作曲は「オペラ王」と称されるヴェルディであり、《リゴレット》《椿姫》《運命の力》などと並び、彼の円熟期を代表する傑作のひとつである。
その中でも特に有名なのが、第2幕第2場に登場する「凱旋行進曲」である。この場面では、エジプト軍の将軍ラダメスがエチオピア軍を打ち破り、戦勝の栄誉を受けて帰還する。舞台上では壮麗な凱旋式が繰り広げられ、王や神官、兵士、捕虜たちが列をなし、まさに古代エジプトの栄華を象徴する壮観なスペクタクルが展開される。

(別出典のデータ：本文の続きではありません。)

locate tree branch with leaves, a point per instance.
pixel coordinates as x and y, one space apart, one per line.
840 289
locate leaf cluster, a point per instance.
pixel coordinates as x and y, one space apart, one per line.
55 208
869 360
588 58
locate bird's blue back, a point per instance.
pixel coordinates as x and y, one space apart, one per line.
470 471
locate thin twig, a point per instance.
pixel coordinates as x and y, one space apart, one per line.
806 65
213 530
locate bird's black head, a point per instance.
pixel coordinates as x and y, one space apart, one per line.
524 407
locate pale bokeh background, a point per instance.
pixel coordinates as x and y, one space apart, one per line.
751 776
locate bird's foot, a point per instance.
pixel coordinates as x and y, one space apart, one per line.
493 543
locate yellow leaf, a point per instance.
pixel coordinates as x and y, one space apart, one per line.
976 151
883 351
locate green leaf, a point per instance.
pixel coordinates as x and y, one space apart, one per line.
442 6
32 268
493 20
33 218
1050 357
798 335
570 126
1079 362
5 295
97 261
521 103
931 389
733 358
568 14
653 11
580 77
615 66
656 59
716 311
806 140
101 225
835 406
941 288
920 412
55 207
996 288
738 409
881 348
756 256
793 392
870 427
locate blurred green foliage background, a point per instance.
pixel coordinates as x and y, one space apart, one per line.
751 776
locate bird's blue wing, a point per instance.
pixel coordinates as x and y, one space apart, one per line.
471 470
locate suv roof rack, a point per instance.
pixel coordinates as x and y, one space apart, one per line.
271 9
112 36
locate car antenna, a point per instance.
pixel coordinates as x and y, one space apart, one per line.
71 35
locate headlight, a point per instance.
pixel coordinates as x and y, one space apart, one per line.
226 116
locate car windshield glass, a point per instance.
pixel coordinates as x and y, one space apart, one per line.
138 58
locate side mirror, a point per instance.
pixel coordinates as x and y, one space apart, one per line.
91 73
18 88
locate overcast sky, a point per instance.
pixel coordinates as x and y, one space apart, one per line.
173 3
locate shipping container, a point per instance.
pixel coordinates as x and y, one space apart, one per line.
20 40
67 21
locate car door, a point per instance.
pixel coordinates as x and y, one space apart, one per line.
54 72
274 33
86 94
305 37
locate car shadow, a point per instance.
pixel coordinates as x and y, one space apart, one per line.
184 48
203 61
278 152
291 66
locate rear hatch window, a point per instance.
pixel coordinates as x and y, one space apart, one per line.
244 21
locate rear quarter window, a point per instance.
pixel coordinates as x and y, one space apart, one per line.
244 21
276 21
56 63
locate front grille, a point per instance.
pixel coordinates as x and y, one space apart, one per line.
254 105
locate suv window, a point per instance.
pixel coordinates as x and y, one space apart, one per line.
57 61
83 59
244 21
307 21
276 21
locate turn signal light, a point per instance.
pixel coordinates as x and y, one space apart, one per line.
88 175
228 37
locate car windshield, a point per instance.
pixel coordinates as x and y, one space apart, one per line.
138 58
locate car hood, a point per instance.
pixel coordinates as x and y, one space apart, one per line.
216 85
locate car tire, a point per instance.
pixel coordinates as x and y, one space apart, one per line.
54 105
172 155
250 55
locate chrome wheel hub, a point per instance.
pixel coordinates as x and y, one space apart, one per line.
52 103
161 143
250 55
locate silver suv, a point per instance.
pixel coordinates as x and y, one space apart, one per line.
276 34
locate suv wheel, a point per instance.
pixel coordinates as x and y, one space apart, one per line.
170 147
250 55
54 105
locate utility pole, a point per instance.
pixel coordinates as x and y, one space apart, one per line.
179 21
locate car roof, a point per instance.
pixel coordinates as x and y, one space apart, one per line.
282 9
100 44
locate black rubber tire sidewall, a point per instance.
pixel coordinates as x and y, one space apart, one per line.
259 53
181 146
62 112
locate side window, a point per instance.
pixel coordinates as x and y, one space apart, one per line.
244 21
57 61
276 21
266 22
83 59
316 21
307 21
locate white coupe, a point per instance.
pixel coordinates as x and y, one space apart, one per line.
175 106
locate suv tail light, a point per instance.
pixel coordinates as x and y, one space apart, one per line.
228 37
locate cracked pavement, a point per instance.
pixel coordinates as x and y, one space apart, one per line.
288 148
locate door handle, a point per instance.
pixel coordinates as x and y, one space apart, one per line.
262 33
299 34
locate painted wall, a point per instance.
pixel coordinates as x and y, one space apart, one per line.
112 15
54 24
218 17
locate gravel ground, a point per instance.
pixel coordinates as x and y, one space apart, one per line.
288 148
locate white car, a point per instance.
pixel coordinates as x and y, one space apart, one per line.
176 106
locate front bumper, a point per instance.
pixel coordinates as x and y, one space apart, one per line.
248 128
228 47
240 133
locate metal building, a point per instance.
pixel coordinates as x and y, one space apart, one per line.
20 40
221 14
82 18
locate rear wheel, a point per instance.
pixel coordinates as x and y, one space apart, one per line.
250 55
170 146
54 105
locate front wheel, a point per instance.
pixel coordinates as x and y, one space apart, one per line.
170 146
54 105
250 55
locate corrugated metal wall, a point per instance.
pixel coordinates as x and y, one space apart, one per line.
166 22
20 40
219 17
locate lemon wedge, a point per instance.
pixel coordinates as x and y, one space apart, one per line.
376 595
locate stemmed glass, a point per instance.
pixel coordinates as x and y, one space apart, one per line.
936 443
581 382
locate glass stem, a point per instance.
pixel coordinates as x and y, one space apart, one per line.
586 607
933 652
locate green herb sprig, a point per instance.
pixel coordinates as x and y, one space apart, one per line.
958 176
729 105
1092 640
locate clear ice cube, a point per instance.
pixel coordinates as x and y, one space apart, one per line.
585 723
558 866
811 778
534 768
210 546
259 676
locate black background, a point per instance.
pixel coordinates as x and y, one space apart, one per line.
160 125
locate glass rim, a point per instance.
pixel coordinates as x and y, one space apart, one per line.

音楽は、この視覚的な華やかさをそのまま音にしたかのような構成となっている。高らかに鳴り響くトランペットのファンファーレに始まり、力強く整然としたリズムが行進の歩みを表現する。特に舞台上で使用される特別なトランペット(いわゆるアイーダ・トランペット)は、古代的な響きを意識して設計されたもので、独特の荘厳さを醸し出している。
またこの曲は単なる祝典音楽にとどまらず、オペラ全体のドラマとも密接に結びついている。凱旋の喜びの裏側には、祖国を滅ぼされたアイーダの苦悩や、敵同士であるがゆえに結ばれない愛という深い悲劇が存在する。華やかな音楽の中に潜むこの対比こそが、《アイーダ》という作品の大きな魅力である。
ヴェルディは旋律の明快さと劇的効果を巧みに融合させることで、誰もが一度聴けば忘れない印象的な音楽を作り上げた。この凱旋行進曲もその典型であり、オペラの枠を超えて独立した演奏曲としても広く親しまれている。吹奏楽やオーケストラのレパートリーとして定着しているほか、スポーツイベントや式典などでも用いられ、その壮大で祝祭的な響きは、今日においても人々の心を高揚させ続けている。
壮麗な音響と明確なリズム、そして劇的背景が一体となったこの楽曲は、19世紀オペラの魅力を凝縮した名場面であり、ヴェルディの卓越した作曲技術と演劇的感覚を如実に示す一曲である。